Background: Ayurvedic system of medicine holds a number of drugs that improves the immunity. Āmalaki (Emblica officinalis) is one such drug. Researches with crude extracts of Āmalaki have proven the antioxidant and immunomodulatory activities. But, works on Āmalaki Rasāyana are not found reported.
Aims: Considering this, two samples of Āmalaki Rasāyana (AR7 and AR21) were studied to evaluate comparative immunomodulatory activity against the cyclophosphamide immunosuppression in rats.
Materials and Methods: Test drugs were prepared by following classical guidelines. Wistar strain albino rats of either sex were used in the study.
Statistical Analysis: For comparison of data from cyclophosphamide control group with remaining cyclophosphamide plus test drug administered groups one way ANOVA with Dunnett's multiple t-test (DMTT) was employed.
Results and Conclusions: Āmalaki Rasāyana possesses significant immunostimulant activity and moderate cytoprotective activity. AR21 was found to have better activity profile in terms of both immunostimulant as well as cytoprotective activity.

Keywords: Āmalaki, cyclophosphamide, Ghrita, humoral immunity, Madhu, Rasāyana


How to cite this article:
Rajani J, Ashok B K, Galib, Patgiri B J, Prajapati P K, Ravishankar B. Immunomodulatory activity of Āmalaki Rasāyana: An experimental evaluation. Ancient Sci Life 2012;32:93-8

How to cite this URL:
Rajani J, Ashok B K, Galib, Patgiri B J, Prajapati P K, Ravishankar B. Immunomodulatory activity of Āmalaki Rasāyana: An experimental evaluation. Ancient Sci Life [serial online] 2012 [cited 2021 Sep 19];32:93-8. Available from: https://www.ancientscienceoflife.org/text.asp?2012/32/2/93/118546


  Introduction Top


Ayurvedic system of medicine has suggested means to increase the body's natural immunity to disease, the principles of which have been emphasized under the heading of Vyādhi Kamatva.[1] A number of medicinal plants individually or in combinations have been claimed to possess immunomodulatory activity. Āmalaki (Emblica officnalis Gaertn), one of such plants is mentioned as a Rasāyana drug in classics.[2] Certain researches of the recent past also revalidate the antioxidant and immunomodulatory activities[3] of crude extract of E. officinalis fruit. Recent study reported the in vivo effects of “Āmalaki Rasāyana” in Drosophila melanogaster on median life span, developmental time, starvation tolerance, etc.[4] Different types of Āmalaki Rasāyana Prayoga have been mentioned in various Ayurvedic classics.
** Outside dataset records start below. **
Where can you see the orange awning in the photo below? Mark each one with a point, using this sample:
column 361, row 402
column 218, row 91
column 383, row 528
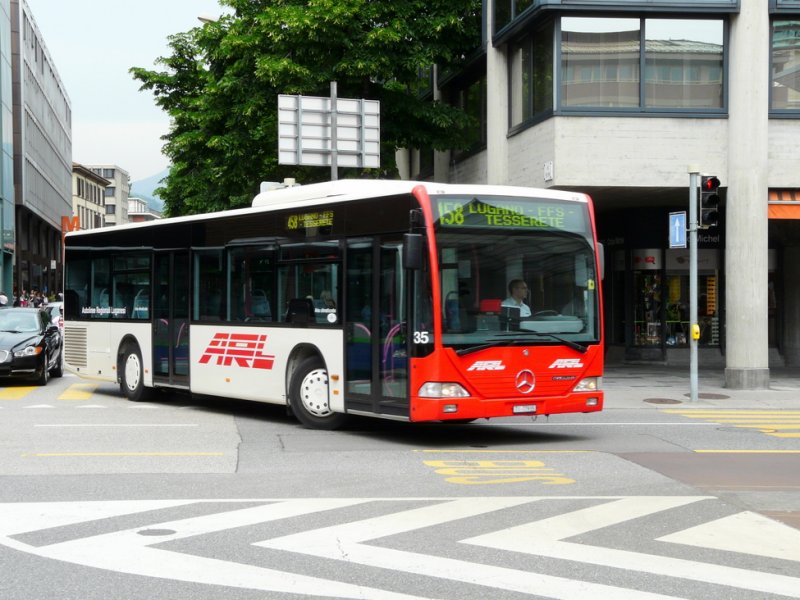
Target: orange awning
column 784, row 204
In the present study, two Āmalaki Rasāyana prepared by 7 Bhāvanas[5] (levigations) and 21 Bhāvanas[6] with Āmalaki Swarasa (Fresh juice of Āmalaki fruit) were considered to evaluate their comparative immunomodulatory activity against the cyclophosphamide immunosuppression in rats.
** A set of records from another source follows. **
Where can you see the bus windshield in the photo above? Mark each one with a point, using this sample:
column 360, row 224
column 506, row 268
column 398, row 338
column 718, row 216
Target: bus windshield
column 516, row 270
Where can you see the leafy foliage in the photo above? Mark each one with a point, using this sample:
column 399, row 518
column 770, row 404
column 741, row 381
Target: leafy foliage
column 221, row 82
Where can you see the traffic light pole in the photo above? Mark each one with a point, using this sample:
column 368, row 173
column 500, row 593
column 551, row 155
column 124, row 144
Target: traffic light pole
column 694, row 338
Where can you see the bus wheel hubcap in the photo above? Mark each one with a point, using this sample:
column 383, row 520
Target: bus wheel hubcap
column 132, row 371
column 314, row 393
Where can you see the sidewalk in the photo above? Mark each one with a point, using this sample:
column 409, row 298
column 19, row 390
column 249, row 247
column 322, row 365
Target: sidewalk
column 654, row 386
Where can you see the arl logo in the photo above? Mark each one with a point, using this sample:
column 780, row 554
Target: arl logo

  Materials and Methods Top


Test formulations

The two test formulations were prepared in the Department of Rasa Shastra and Bhaishajya Kalpana, Institute for Post Graduate Teaching and Research in Ayurveda (IPGT and RA), Gujarat Ayurved University, Jamnagar. Āmalaki fruits were procured from the local markets of Jamnagar. Fine powder (100 #) was prepared out of it. The fruits and the powder were authenticated in the Pharmacognosy Laboratory of the Institute.

Āmalaki Swarasa (Juice of Āmalaki fruit) was prepared with a juice extractor and was blended with Āmalaki powder. The blend was levigated until a doughy mass is formed and allowed to become dry. The process of levigation was repeated six times to obtain Āmalaki Rasāyana (7) and 20 times to obtain Āmalaki Rasāyana (21). The final formulations were packed in sealed containers and stored under ambient conditions. They have been coded as AR 7 (Āmalaki Rasāyana prepared by 7 Bhāvanas) and AR 21 (Āmalaki Rasāyana prepared by 21 Bhāvanas) respectively.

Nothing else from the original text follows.